Market economies put the consumer first, and that requires brands to understand both their needs and their perceptions. The tool that best addresses consumer perceptions is advertising. And yes, it does work. Anyone who doubts that should examine the contents of their bathroom cabinet.
It works even better when the outbound advertising message is integrated with inbound channels so that consumers can react to the brand: SMS, social media, events and even coupons.
But none of this works if the advertising is dull or looks bad. That is why the world developed advertising awards. So that professionals who know what they are doing are able to hone their skills in a competitive environment. And so that people who think creating advertising is easy are forced to reconsider.

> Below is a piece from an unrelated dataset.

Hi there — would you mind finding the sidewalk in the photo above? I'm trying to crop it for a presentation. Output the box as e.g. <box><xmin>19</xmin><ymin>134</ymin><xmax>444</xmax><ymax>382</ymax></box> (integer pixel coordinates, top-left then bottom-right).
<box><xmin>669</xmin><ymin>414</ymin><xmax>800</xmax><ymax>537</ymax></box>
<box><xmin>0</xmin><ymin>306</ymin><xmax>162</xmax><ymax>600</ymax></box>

So I was delighted to participate in judging of the 2016 Kenya ad awards. The process was well run, by a team from the Loeries Awards in South Africa. While Kenyans may look askance at this, they will know that sometimes we let things get so out of hand here that only an outsider can sort it out.
So it was sorted out. Judges were protected from undue influence and permitted to get on with their job. This was a big one: over two days we debated nearly 450 entries. A third of them were shortlisted and 66 won prizes.
Two thirds of the awards were won by the agencies of the behemoth Scangroup. So one third were won by other agencies; and more might have won if they had entered. I hope that the restoration of the competition and the work that won will encourage wider participation next year.
Visually the work looked a whole lot better than it did 12 years ago, especially on TV. But the lack of original photography made the print category much less interesting. Using stock photography tends to indicate that you don’t really care about persuading consumers, and any old image will do. It won’t.
The least impressive work was in radio. I wouldn’t blame listeners for tuning out of this crescendo of jibber-jabber.
Overall I’d say that really good ideas were thinner on the ground, which raises concerns about impact. The most impressive ideas were executed in the space where digital meets TV.
I’ll comment on specific categories over the coming weeks, but there is clearly no lack of capability in the Kenyan advertising scene. But the people who pay for advertising need to understand how to make it work better. That’s about supporting really new ideas, not copying your peer group.